Awards & Recognition

  • Presidential Early Career Award for Scientists and Engineers (PECASE) (2025) — The United States government’s highest honor for early-career scientists and engineers.
  • Alfred P. Sloan Research Fellowship (2023) — Awarded to outstanding early-career faculty.
  • IEEE RAS Early Academic Career Award in Robotics and Automation (2022)
  • Office of Naval Research Young Investigator Award (2021)
  • Microsoft Research Faculty Fellowship (2020)
  • Samsung AI Researcher of the Year (2020) — Awarded to 19 early-career AI researchers globally.
  • Intel Rising Star Faculty Award (2020) — Awarded to 7 US faculty in information and telecommunications.
  • ACM Doctoral Dissertation Award (2019) — The ACM’s highest recognition for a doctoral thesis in computing; awarded for Learning to Learn with Gradients.
  • MIT Technology Review Innovators Under 35 — Pioneer (2018)
  • C.V. & Daulat Ramamoorthy Distinguished Research Award, UC Berkeley EECS (2016) — First woman to receive this award.

Key Relationships

  • Sergey Levine — PhD co-advisor at Berkeley; Physical Intelligence co-founder; Finn and Levine’s decade-long collaboration spans visuomotor policy learning, offline RL, cross-embodiment transfer, and the founding of Pi; among the most productive research partnerships in robot learning.
  • Pieter Abbeel — PhD co-advisor at Berkeley; MAML was co-authored with Abbeel; his lab’s emphasis on meta-learning and robotic manipulation shaped Finn’s foundational contributions; also a co-author on early visuomotor policy work.
  • Rafael Rafailov — PhD student at Stanford whose dissertation work Finn co-supervised; first author of DPO, one of the most impactful alignment papers of 2023.
  • Fei-Fei Li — Senior Stanford colleague and faculty affiliate of HAI; appears among Finn’s most prominent academic followers and professional network; their Stanford lab affiliations overlap in robotic perception and learning.
  • Karol Hausman — Physical Intelligence co-founder; former Google Brain researcher whose work on RT-2 and large-scale robot learning directly converged with Finn’s agenda.
  • Tony Z. Zhao — PhD student and key contributor to the ALOHA/Unleashed and mobile manipulation work coming out of Finn’s broader Stanford network.
  • Ian Goodfellow — Co-author on the 2016 NeurIPS video prediction paper; an early collaborator who appears among Finn’s most prominent professional connections.
  • Christopher Manning — Stanford colleague and co-author on DPO; the collaboration exemplifies Finn’s cross-disciplinary engagement between robotics and NLP at Stanford.

Personal Style

Finn’s research is characterized by a strong preference for simple, general algorithms over those engineered for specific domains — a sensibility that directly produced MAML’s model-agnostic design and DPO’s reformulation of RLHF as supervised classification.
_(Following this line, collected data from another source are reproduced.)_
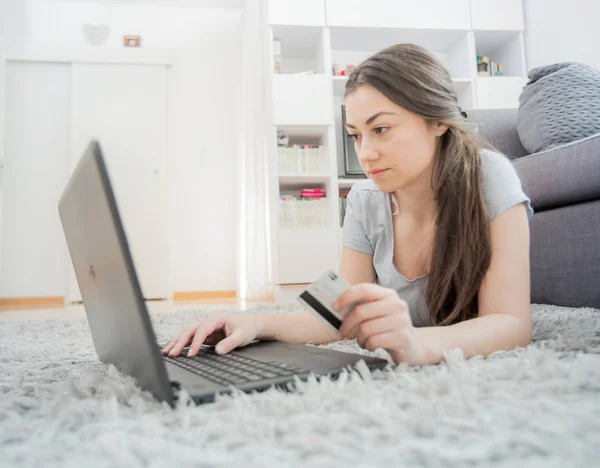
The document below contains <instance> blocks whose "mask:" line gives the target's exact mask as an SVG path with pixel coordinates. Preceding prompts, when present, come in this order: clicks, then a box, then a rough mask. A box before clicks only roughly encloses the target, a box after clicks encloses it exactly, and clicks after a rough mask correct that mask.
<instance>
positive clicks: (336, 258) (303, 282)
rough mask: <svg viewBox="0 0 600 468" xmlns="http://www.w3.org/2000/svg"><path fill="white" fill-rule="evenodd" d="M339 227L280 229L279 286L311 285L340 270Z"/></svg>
mask: <svg viewBox="0 0 600 468" xmlns="http://www.w3.org/2000/svg"><path fill="white" fill-rule="evenodd" d="M338 241H339V228H338V227H337V226H336V227H328V228H313V229H280V230H279V233H278V270H279V277H278V278H277V279H276V280H275V282H276V283H277V284H297V283H312V282H313V281H315V280H316V279H317V278H318V277H319V276H321V275H322V274H323V272H324V271H326V270H327V269H330V268H331V269H333V270H337V269H338V252H339V249H338Z"/></svg>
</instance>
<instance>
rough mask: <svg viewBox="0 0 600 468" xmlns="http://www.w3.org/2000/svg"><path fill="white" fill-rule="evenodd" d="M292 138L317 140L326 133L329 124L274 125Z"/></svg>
mask: <svg viewBox="0 0 600 468" xmlns="http://www.w3.org/2000/svg"><path fill="white" fill-rule="evenodd" d="M276 127H277V129H279V130H283V131H284V132H285V133H287V135H288V136H289V137H290V138H293V139H294V140H303V139H306V140H315V141H317V140H319V139H320V138H323V137H324V135H326V134H327V131H328V130H329V127H330V125H276Z"/></svg>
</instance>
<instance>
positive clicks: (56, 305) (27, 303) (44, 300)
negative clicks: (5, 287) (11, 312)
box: [0, 296, 65, 310]
mask: <svg viewBox="0 0 600 468" xmlns="http://www.w3.org/2000/svg"><path fill="white" fill-rule="evenodd" d="M64 306H65V298H64V297H62V296H43V297H0V310H12V309H49V308H54V307H64Z"/></svg>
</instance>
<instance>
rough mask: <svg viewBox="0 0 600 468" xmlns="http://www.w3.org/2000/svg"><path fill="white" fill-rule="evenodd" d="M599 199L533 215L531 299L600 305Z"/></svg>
mask: <svg viewBox="0 0 600 468" xmlns="http://www.w3.org/2000/svg"><path fill="white" fill-rule="evenodd" d="M599 227H600V200H596V201H593V202H587V203H579V204H577V205H571V206H564V207H561V208H556V209H554V210H548V211H543V212H541V213H536V214H534V215H533V218H531V221H530V229H531V301H532V302H535V303H538V304H554V305H560V306H568V307H595V308H600V287H598V285H599V284H600V268H598V265H600V249H599V248H598V228H599Z"/></svg>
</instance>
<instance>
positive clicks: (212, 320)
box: [164, 44, 532, 365]
mask: <svg viewBox="0 0 600 468" xmlns="http://www.w3.org/2000/svg"><path fill="white" fill-rule="evenodd" d="M345 105H346V120H347V130H348V132H349V133H350V134H351V135H352V137H353V138H354V141H355V145H356V151H357V154H358V157H359V160H360V164H361V167H362V169H363V170H364V172H365V174H366V175H367V176H368V178H369V180H366V181H364V182H359V183H357V184H355V185H354V187H353V188H352V190H351V191H350V194H349V195H348V199H347V201H348V203H347V212H346V217H345V219H344V229H343V235H342V242H343V249H342V256H341V265H340V274H341V276H342V277H344V278H345V279H346V280H348V281H349V282H350V283H351V284H352V285H353V287H352V288H351V289H350V290H348V291H347V292H346V293H345V294H343V295H342V296H341V297H340V298H339V300H338V303H337V304H336V306H337V309H338V310H340V311H345V310H346V309H347V308H348V306H349V305H351V304H355V303H357V302H358V303H361V304H360V305H359V306H357V307H355V308H354V309H353V310H352V311H351V312H349V313H348V315H347V316H346V318H345V319H344V321H343V325H342V327H341V329H340V331H339V333H333V332H331V331H330V330H329V329H328V328H326V327H325V325H323V324H322V323H321V321H320V320H319V319H318V318H316V317H315V316H313V315H312V313H310V312H305V313H300V314H296V315H288V316H286V315H264V316H251V317H248V316H235V315H227V314H218V315H213V316H211V317H209V318H207V319H205V320H202V321H200V322H198V323H196V324H194V325H192V326H190V327H189V328H187V329H186V330H185V331H184V332H183V333H182V334H181V336H179V337H178V338H176V339H175V340H173V341H172V342H171V343H170V344H169V345H168V346H167V347H166V348H165V350H164V352H165V353H168V354H170V355H173V356H175V355H179V354H180V353H181V351H182V350H183V348H184V347H186V346H187V345H188V344H190V343H191V344H190V349H189V352H188V354H189V355H190V356H192V355H195V354H196V353H197V351H198V349H199V347H200V346H201V345H202V344H203V343H204V344H216V345H217V347H216V352H217V353H227V352H229V351H231V350H232V349H234V348H235V347H238V346H244V345H246V344H248V343H250V342H251V341H253V340H255V339H263V340H268V339H276V340H280V341H287V342H292V343H307V342H311V343H315V344H319V343H327V342H330V341H335V340H340V339H344V338H354V337H355V338H356V340H357V342H358V344H359V345H360V346H361V347H363V348H366V349H369V350H374V349H376V348H383V349H385V350H387V351H388V353H389V354H390V356H391V357H392V359H393V360H394V362H395V363H400V362H404V363H407V364H409V365H419V364H433V363H439V362H440V361H442V360H443V352H444V350H445V349H448V348H461V349H462V350H463V351H464V353H465V355H466V356H467V357H470V356H473V355H484V356H487V355H488V354H490V353H492V352H494V351H496V350H501V349H512V348H514V347H517V346H526V345H527V344H528V343H530V341H531V312H530V306H529V299H530V279H529V228H528V217H531V215H532V210H531V207H530V203H529V199H528V197H527V196H526V194H525V193H524V192H523V190H522V187H521V182H520V180H519V178H518V176H517V174H516V172H515V170H514V169H513V167H512V165H511V163H510V162H509V161H508V159H506V158H505V157H504V156H502V155H500V154H498V153H496V152H494V151H492V150H490V149H485V148H483V146H482V144H480V143H479V142H478V140H477V139H476V137H475V136H474V134H473V133H471V131H470V130H469V129H468V128H467V126H466V125H465V123H464V119H463V118H462V116H461V110H460V108H459V106H458V104H457V98H456V94H455V92H454V89H453V86H452V80H451V78H450V76H449V74H448V72H447V70H446V69H445V68H444V67H443V66H442V65H441V64H440V63H439V62H438V61H437V59H436V58H435V57H434V56H432V55H431V54H430V53H428V52H427V51H426V50H424V49H423V48H421V47H418V46H415V45H410V44H401V45H396V46H393V47H390V48H388V49H385V50H383V51H381V52H379V53H377V54H375V55H373V56H372V57H370V58H368V59H367V60H366V61H365V62H363V63H362V64H361V65H360V66H359V67H357V68H356V69H355V70H354V72H353V73H352V74H351V75H350V77H349V79H348V83H347V84H346V91H345Z"/></svg>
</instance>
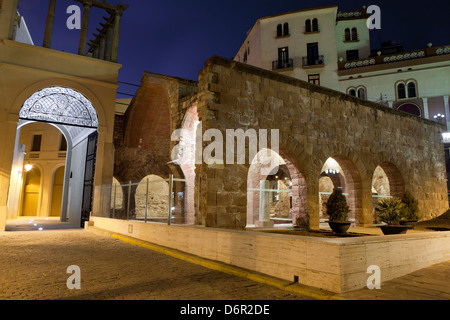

Her lab’s framing of “intelligence through robotic interaction at scale” reflects a conviction that embodied interaction with the physical world is both the key test and the key driver of general intelligence. In course design and outreach, she has invested substantially in making graduate-level research methods widely accessible — both through publicly posted Stanford lecture series and through diversity-focused education programs at Berkeley. Her public communication is technically precise and notably low on hype; she tends to frame new results in terms of their failure modes and remaining open problems rather than superlatives.